Starting out on the journey of reading Revelation, one is struck by how orderly things are to begin with: John is told to write to seven Churches and then we are given these letters to read; he is called up to the Throne Room of God and witnesses the slaughtered Lamb receiving a scroll with seven seals (we are immediately alerted to the numerical repetition) and then we are told what happens when the Lamb removes each numbered seal – that is, until we reach the sixth seal, and that’s where things become more complicated. Before the seventh seal is broken, other important events take place, and the succeeding visions seem to part of what happens as a result of breaking this seventh seal. The following series of seven trumpets is also interrupted, but the last series, of seven plagues, is told as one uninterrupted vision. Are these indications of an original, simpler, document that has been edited, or is Revelation actually a unity that has a more complicated structure than might at first appear?

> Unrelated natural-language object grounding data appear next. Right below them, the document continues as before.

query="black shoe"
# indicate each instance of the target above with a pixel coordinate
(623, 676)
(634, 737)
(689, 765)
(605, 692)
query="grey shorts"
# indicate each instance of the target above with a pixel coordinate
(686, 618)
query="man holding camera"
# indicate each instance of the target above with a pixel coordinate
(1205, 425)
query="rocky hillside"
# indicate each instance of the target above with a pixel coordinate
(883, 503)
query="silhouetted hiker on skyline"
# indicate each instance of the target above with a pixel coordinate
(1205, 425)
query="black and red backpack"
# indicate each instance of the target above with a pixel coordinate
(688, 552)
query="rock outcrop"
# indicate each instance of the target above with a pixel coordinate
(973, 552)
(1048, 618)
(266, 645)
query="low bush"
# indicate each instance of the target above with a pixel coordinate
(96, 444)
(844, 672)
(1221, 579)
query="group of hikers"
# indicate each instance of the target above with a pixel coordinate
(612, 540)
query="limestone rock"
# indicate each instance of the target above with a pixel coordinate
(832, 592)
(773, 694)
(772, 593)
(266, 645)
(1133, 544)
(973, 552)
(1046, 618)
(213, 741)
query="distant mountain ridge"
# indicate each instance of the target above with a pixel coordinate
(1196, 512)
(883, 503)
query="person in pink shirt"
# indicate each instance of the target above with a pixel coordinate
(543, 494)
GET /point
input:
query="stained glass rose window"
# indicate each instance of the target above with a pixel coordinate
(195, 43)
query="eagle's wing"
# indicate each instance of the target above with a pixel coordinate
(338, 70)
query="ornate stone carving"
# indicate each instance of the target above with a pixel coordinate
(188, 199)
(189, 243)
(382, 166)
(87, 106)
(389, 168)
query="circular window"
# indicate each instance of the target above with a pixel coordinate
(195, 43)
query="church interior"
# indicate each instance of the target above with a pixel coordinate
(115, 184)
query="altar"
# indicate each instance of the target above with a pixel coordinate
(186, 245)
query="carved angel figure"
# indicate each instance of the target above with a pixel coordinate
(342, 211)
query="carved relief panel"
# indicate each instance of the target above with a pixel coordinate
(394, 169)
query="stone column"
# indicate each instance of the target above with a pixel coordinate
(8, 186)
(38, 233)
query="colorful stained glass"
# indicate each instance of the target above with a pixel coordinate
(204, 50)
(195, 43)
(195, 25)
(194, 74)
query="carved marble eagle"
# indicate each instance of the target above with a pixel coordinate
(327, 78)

One of the ways in which to test these theses is to examine the narrative structure of the book to see how the different parts fit together, and how they move the story forward. This should, at least, give an idea of whether or not it could be conceived of as a unity. Although a good editor might be able to achieve a document where we can’t see ‘the join,’ in Revelation ‘the joins’ are so obvious and intrusive that we must wonder if the material was intended to be there in the first place.
For the purposes of this exercise I’m using two books that identify themselves as ‘narrative commentaries.’
James L. Resseguie, The Revelation of John: A Narrative Commentary, Grand Rapids: Baker, 2009.
David L. Barr, Tales of the End: A Narrative Commentary on the Book of Revelation, Salem: Polebridge Press, 2012 (2nd ed).
Barr especially is very helpful in understanding the nature of how literature works, and, in particular, how this difficult literature works.